До ссылки между нашим кругом и кругом Станкевича не было большой симпатии. Им не нравилось наше почти исключительно политическое направление, нам не нравилось их почти исключительно умозрительное. Они нас считали фрондерами и французами, мы их – сентименталистами и немцами. Первый человек, признанный нами и ими, который дружески подал обоим руки и снял своей теплой любовью к обоим, своей примиряющей натурой последние следы взаимного непониманья, был Грановский; но когда я приехал в Москву, он еще был в Берлине, а бедный Станкевич потухал на берегах Lago di Como лет двадцати семи.

Болезненный, тихий по характеру, поэт и мечтатель, Станкевич, естественно, должен был больше любить созерцание и отвлеченное мышление, чем вопросы жизненные и чисто практические; его артистический идеализм ему шел, это был «победный венок», выступавший на его бледном, предсмертном челе юноши. Другие были слишком здоровы и слишком мало поэты, чтоб надолго остаться в спекулятивном мышлении без перехода в жизнь. Исключительно умозрительное направление совершенно противуположно русскому характеру, и мы скоро увидим, как русский дух переработал Гегелево учение и как наша живая натура, несмотря на все пострижения в философские монахи, берет свое. Но в начале 1840 года не было еще и мысли у молодежи, окружавшей Огарева, бунтовать против текста за дух, против отвлечений – за жизнь.

Новые знакомые приняли меня так, как принимают эмигрантов и старых бойцов, людей, выходящих из тюрем, возвращающихся из плена или ссылки, с почетным снисхождением, с готовностью принять в свой союз, но с тем вместе не уступая ничего, а намекая на то, что они – сегодня, а мы – уже вчера, и требуя безусловного принятия «Феноменологии» и «Логики» Гегеля, и притом по их толкованию.

Толковали же они об них беспрестанно, нет параграфа во всех трех частях «Логики», в двух «Эстетики», «Энциклопедии» и пр., который бы не был взят отчаянными спорами нескольких ночей. Люди, любившие друг друга, расходились на целые недели, не согласившись в определении «перехватывающего духа», принимали за обиды мнения об «абсолютной личности и о ее по себе бытии». Все ничтожнейшие брошюры, выходившие в Берлине и других губернских и уездных городах, немецкой философии, где только упоминалось о Гегеле, выписывались, зачитывались до дыр, до пятен, до падения листов в несколько дней. Так, как Франкер в Париже плакал от умиления, услышав, что в России его принимают за великого математика и что все юное поколение разрешает у нас уравнения разных степеней, употребляя те же буквы, как он, – так заплакали бы все эти забытые Вердеры, Маргейнеке, Михелеты, Отто, Ватке, Шаллеры, Розенкранцы и сам Арнольд Руге, которого Гейне так удивительно хорошо назвал «привратником Гегелевой философии», – если б они знали, какие побоища и ратования возбудили они в Москве между Маросейкой и Моховой, как их читали и как их покупали.

Главное достоинство Павлова состояло в необычайной ясности изложения, – ясности, нисколько не терявшей всей глубины немецкого мышления, молодые философы приняли, напротив, какой-то условный язык, они не переводили на русское, а перекладывали целиком, да еще, для большей легкости, оставляя все латинские слова in crudo,[223] давая им православные окончания и семь русских падежей.

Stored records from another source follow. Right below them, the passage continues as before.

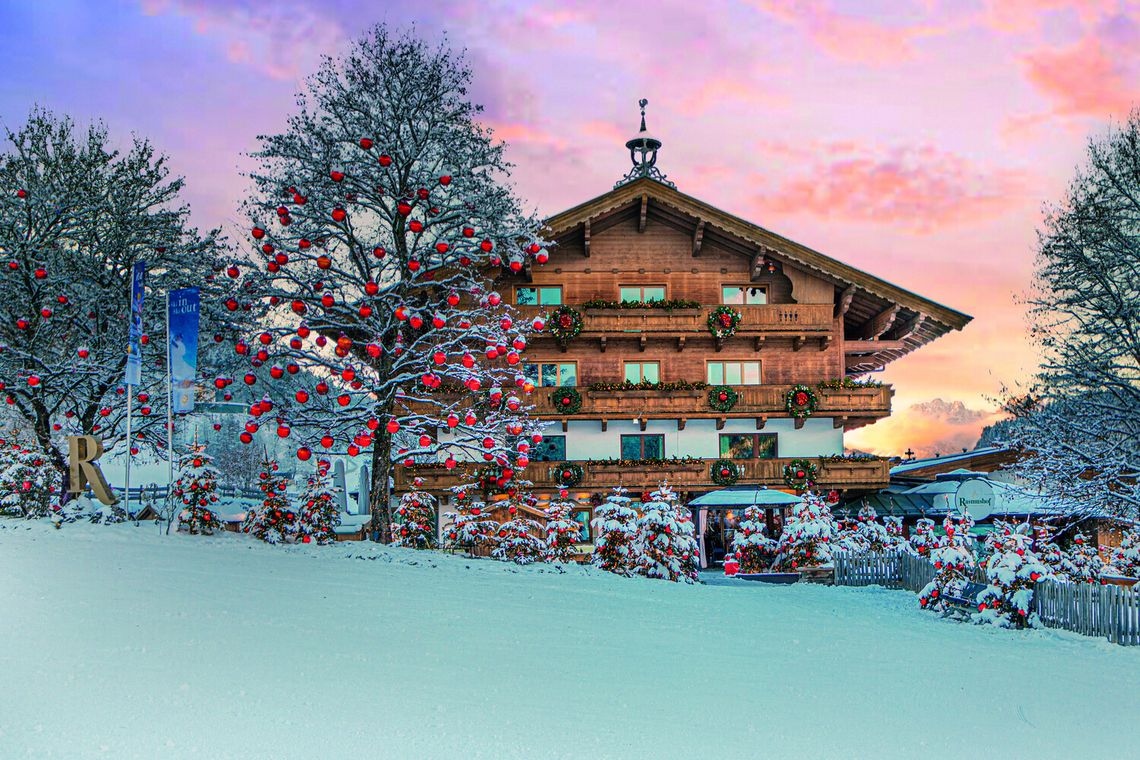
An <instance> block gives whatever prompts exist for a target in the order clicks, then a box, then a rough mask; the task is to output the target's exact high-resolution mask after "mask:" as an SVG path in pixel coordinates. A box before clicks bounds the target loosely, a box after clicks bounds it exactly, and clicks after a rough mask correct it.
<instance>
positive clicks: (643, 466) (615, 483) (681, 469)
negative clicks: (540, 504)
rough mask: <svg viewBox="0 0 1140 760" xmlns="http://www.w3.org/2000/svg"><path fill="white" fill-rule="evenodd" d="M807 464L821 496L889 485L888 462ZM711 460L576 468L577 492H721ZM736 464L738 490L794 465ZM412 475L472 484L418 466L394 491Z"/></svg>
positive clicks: (538, 473)
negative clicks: (415, 470) (743, 487)
mask: <svg viewBox="0 0 1140 760" xmlns="http://www.w3.org/2000/svg"><path fill="white" fill-rule="evenodd" d="M809 460H812V461H815V463H816V466H817V467H819V468H820V475H819V480H817V482H816V490H819V491H829V490H832V489H834V490H838V491H874V490H879V489H882V488H886V487H887V484H888V483H889V482H890V464H889V463H888V461H886V460H881V459H869V460H852V459H844V460H834V461H832V460H828V459H827V458H822V459H809ZM712 461H715V460H714V459H697V460H687V461H665V463H661V464H655V465H638V466H637V467H622V466H620V465H618V464H617V463H614V464H605V463H579V464H581V467H583V471H584V476H583V480H581V483H579V484H577V485H576V487H575V488H576V489H586V490H595V491H604V490H606V489H611V488H613V487H616V485H624V487H625V488H628V489H630V490H634V491H644V490H648V489H652V488H655V487H657V485H658V484H659V483H660V482H661V481H668V482H669V485H670V487H673V488H674V489H675V490H678V491H711V490H716V489H718V488H720V487H718V485H716V484H715V483H714V482H712V480H711V477H710V475H709V468H710V466H711V464H712ZM736 461H738V464H740V465H741V466H742V467H743V474H742V475H741V477H740V480H739V481H738V484H739V485H767V487H771V488H781V489H782V488H787V485H785V483H784V480H783V467H784V465H787V464H789V463H791V461H792V459H791V458H780V459H739V460H736ZM560 472H561V463H556V461H537V463H531V464H530V465H528V466H527V468H526V469H524V471H523V472H522V475H521V477H522V479H523V480H528V481H530V482H531V483H534V488H535V490H539V491H543V490H556V489H557V488H559V473H560ZM414 476H420V477H422V479H423V480H424V488H425V489H426V490H429V491H433V492H441V491H447V490H448V489H450V488H453V487H455V485H462V484H463V483H470V482H471V480H470V477H469V476H467V475H466V474H465V473H464V472H463V471H462V469H461V468H458V467H457V468H456V469H447V468H446V467H443V466H442V465H439V466H420V467H417V468H416V471H415V472H413V471H409V469H406V468H404V467H398V468H397V469H396V490H397V491H406V490H408V489H409V488H410V484H412V479H413V477H414Z"/></svg>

Я имею право это сказать, потому что, увлеченный тогдашним потоком, я сам писал точно так же да еще удивлялся, что известный астроном Перевощиков называл это «птичьим языком». Никто в те времена не отрекся бы от подобной фразы: «Конкресцирование абстрактных идей в сфере пластики представляет ту фазу самоищущего духа, в которой он, определяясь для себя, потенцируется из естественной имманентности в гармоническую сферу образного сознания в красоте». Замечательно, что тут русские слова, как на известном обеде генералов, о котором говорил Ермолов, звучат иностраннее латинских.

Немецкая наука, и это ее главный недостаток, приучилась к искусственному, тяжелому, схоластическому языку своему именно потому, что она жила в академиях, то есть в монастырях идеализма. Это язык попов науки, язык для верных, и никто из оглашенных его не понимал; к нему надобно было иметь ключ, как к шифрованным письмам. Ключ этот теперь не тайна; понявши его, люди были удивлены, что наука говорила очень дельные вещи и очень простые на своем мудреном наречии; Фейербах стал первый говорить человечественнее.

Механическая слепка немецкого церковно-ученого диалекта была тем непростительнее, что главный характер нашего языка состоит в чрезвычайной легкости, с которой все выражается на нем – отвлеченные мысли, внутренние лирические чувствования, «жизни мышья беготня», крик негодования, искрящаяся шалость и потрясающая страсть.